By By Lee Benson | July 1, 2011
I visited my old employer, the Los Angeles County Fire Department, in early June. The visit reminded me of how much I enjoyed my career there and how I got the opportunity to be a part of such a great organization. That brought me to a couple of thoughts for the younger pilots starting out in our business. Starting with those young enough to still be in school, I am certainly a shining example that one doesn’t need a degree in rocket science to be a successful helicopter pilot.
My former boss, Gary Lineberry, a certified rocket scientist, was once asked: “How’s Lee doing in your old position?” His response, “Not only does he not know what day of the week it is, he can’t spell Wednesday.” God bless you Gary, for always telling truths.
My advice is that a degree in engineering, business, computer science or something completely unrelated provides several ways forward in aviation or another option, if flying doesn’t work out. Yes, I understand that you are going to be the greatest pilot of all time. But you have your plans and the Lord has his. Lose your physical and see the suggestion above. If you want to be a helicopter pilot, go see your friendly military recruiter. You can still attend U.S. Army flight school without a college degree, but I wouldn’t be surprised to see that change in the future.
If your first thought about the military is, “I could never put up with all the B.S. that being in the military would require,” then I would suggest a different career path. The path to a good job in the helicopter flying business is not easy. It’s not McDonalds; you don’t drive up to the window, order a Big Mac, and then drive to the next window and get your burger. Go ask pilots who have worked their way up through the civilian market and paid out of their own pocket to learn to fly. Cleaning grease traps at aforementioned “Mac’s house” to pay for flight lessons has halted the career of many a well-intentioned aspiring pilot. Usually a lot of time, effort and money come to naught. You make a commitment to the military; they allow you to earn a world class education.

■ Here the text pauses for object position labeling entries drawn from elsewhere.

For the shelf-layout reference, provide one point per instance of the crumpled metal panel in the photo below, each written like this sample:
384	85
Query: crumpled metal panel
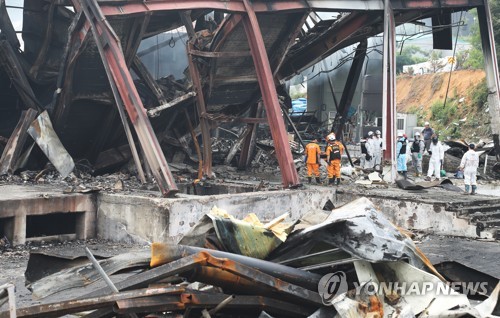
244	238
45	137
359	229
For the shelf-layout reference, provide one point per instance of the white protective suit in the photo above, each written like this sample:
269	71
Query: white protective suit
470	162
370	151
377	152
437	151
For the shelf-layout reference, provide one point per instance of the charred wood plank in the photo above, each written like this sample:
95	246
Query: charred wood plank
196	299
16	142
59	309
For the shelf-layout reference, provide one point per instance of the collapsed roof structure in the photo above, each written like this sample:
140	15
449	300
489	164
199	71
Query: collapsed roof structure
79	67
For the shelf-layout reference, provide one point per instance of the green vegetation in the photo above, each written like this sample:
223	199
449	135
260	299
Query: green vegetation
460	117
410	54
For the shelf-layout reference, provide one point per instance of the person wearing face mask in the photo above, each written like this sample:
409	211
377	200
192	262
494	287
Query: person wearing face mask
469	164
377	150
436	151
401	155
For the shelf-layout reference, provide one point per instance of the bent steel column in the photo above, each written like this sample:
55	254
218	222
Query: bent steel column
389	88
350	87
491	68
289	174
119	77
202	113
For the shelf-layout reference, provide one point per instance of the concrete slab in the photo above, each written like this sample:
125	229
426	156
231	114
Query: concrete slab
137	218
18	203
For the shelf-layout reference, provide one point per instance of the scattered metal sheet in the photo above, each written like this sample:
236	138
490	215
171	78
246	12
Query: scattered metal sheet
43	264
359	229
43	133
86	274
406	184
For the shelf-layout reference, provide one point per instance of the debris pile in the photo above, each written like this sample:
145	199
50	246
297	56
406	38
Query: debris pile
351	262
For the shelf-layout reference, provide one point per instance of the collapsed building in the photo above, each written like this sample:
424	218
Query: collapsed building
80	89
79	64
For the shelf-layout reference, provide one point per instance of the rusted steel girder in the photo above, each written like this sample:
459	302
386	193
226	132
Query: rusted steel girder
289	174
125	92
389	88
350	86
491	68
133	7
202	110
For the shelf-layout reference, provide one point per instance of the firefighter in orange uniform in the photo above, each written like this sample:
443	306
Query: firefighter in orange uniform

Nobody says you have to make a career of the military, but who knows, you might like it. Someone might say, “But I could get killed flying for the military.” Choose helicopter flying as your career path and every day you go to work, the professionalism of you and those around you is what keeps you alive. Not false bravado, just the facts.
Back to why I suggest a degree. Beyond the loss of your flight physical, a degree gives you options. The engineering degree gives you a chance to consider becoming a test pilot. I have several friends that work for different OEMs in that capacity and they seem very happy. The business degree should be obvious; we are talking about the helicopter business, not a flying club. The computer science world touches every part of the helicopter industry now, and that’s not going to change.

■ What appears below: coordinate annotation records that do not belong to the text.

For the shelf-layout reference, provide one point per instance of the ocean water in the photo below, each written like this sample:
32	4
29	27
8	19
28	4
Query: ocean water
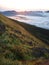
39	21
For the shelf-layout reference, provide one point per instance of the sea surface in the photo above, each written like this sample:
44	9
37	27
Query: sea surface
39	21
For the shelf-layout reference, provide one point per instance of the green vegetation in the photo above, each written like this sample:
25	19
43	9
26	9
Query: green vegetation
18	44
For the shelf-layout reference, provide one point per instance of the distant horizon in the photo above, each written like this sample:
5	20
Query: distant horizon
24	5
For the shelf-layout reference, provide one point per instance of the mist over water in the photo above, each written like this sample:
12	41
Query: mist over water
39	21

So let’s say you’re getting ready to graduate from military flight school and planning on a civilian career. What’s next? Your class position will dictate your choice of airframe. My suggestion—nobody flies Apaches in the civil world, so if you have a way to get in a slot that offers a lot of flying, take it. You need at least 1,500 hours coming out of the military into the civil world to really have a chance at a reasonably good first job. Take every opportunity that comes your way to get flight hours while in the military, and gaining flight time will never be easier.

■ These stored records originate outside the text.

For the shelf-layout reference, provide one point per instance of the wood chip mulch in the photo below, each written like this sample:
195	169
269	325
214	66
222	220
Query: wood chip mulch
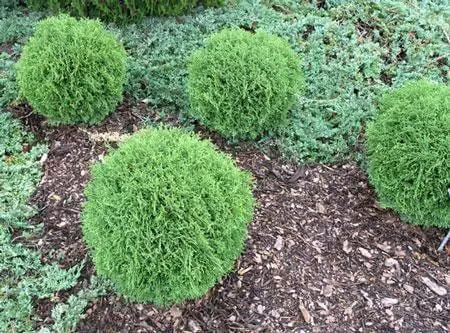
321	255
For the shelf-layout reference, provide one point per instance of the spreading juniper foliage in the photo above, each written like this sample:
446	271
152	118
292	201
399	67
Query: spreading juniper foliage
72	71
166	216
243	84
122	11
408	146
23	277
8	87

To take another step down the path towards a really good job, let’s talk about what I consider a good job. A good job is one that fulfills your need to feel like your skills make a difference. That might mean flying EMS for one person, or logging or the military for another; the point is there are a lot different ways to use a helicopter.
As a young pilot, try to find the specialty that suits you best and then find out what company or organization is the best at that mission. Then make it your purpose to secure a position with that organization. Do your homework on what they fly, what they require for new pilots, and then find out who their chief pilot is. Make an appointment with one of the organization’s senior pilots, tell them that you want to fly for them, and want to understand what to do to optimize that possibility. In my previous Chief Pilot position, several pilots visited us with this intent. We would always try to make time for them. The staff always remembered those pilots when they were interviewing for the job, but they still had to have the skill sets.